La Guerra de los Diez Años (1868-1878) fue el exponente más claro de este cambio de método. Los iniciadores de la Guerra de los Diez Años fueron un grupo de pequeños y medianos propietarios orientales, para los que, a diferencia de los hacendados occidentales, la esclavitud no les reportaba ninguna utilidad. Prueba de ello es que mientras que en el occidente la población esclava constituía el 30% del total, en el oriente sólo alcanzaba el 19%, concentrándose el 85% en Guantánamo y Santiago de Cuba, los dos únicos territorios que no participaron en la organización de la sublevación. Una región con una economía más precaria, donde la subida impositiva decretada en julio de 1867 y agravada por los abusos cometidos por los funcionarios encargados de su recaudación, fue el detonante de una situación altamente revolucionaria.

Posturas de los reformistas

En la región occidental, los antiguos reformistas mostraron diversas posturas: unos huyeron al extranjero y desde allí colaboraron con la revolución, siempre tratando de moderarla y de evitar que ésta tomase medidas demasiado radicales; otros se pusieron al lado de España, criticando abiertamente la postura revolucionaria. Saco la calificó de funesta, mientras que otros antiguos reformistas (Nicolás Azcárate o José María Zayas) estaban en contra de la guerra por las consecuencias sociales que podría tener.

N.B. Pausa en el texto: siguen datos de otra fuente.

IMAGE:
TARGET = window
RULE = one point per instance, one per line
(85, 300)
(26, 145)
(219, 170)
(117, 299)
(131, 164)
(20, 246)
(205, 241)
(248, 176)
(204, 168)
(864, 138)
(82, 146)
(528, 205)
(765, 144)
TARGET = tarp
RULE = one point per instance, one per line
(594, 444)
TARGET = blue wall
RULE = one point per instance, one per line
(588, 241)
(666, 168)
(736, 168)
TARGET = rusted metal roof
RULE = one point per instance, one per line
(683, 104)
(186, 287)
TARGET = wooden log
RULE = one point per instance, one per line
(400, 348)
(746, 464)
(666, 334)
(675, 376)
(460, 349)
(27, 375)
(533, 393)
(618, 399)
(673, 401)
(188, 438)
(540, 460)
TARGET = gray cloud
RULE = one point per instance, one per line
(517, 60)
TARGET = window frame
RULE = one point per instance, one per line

Los independentistas, ante la prolongación del conflicto, fueron adoptando posiciones más radicales, como la quema de plantaciones y la abolición de la esclavitud. Esta última medida suponía integrar en la República cubana, que aunque república en armas ofrecía un mínimo entramado institucional -constitución, ejército, asamblea parlamentaria-, a la población de color.

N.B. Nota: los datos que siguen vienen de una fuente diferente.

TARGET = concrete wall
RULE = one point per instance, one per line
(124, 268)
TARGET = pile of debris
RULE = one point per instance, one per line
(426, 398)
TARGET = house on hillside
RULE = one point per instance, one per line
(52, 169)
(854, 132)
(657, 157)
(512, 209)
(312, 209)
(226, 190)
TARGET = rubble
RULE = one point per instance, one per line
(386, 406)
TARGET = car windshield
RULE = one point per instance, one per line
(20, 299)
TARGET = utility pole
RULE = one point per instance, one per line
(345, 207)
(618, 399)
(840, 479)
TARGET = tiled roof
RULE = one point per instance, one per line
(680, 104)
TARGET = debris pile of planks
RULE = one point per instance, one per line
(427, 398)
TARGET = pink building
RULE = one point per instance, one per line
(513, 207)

A diferencia del ideal nacional reformista blanco enunciado por Saco, ahora era cubano aquel que estuviera dispuesto a luchar por la independencia de la isla, sin importar el color de su piel.Tras diez años de guerra ni los cubanos habían logrado la independencia, ni las autoridades coloniales habían acabado con una revolución que cada vez se mostraba más débil. En estas circunstancias, una parte de la cúpula revolucionaria decidió pactar el final del conflicto con las autoridades españolas: en febrero de 1878 se firma la Paz del Zanjón. Por aquellas fechas, las filas insurrectas estaban divididas en distintos sectores. Para algunos la independencia no era el fin, sino sólo el medio por el cual lograr la anexión a los Estados Unidos; otros, desconfiaban del papel cada vez más preponderante que las fuerzas más populares estaban tomando dentro de la revolución. Finalmente, éstas últimas eran las únicas verdaderamente interesadas en continuar la guerra hasta conseguir la absoluta independencia; serán las que por boca de Antonio Maceo, líder negro del independentismo, protesten en Baraguá por la firma de una paz que no reconocía la abolición de la esclavitud y, en definitiva, serán sobre las que se reconstruya, entre 1878-1895, el grueso del movimiento independentista.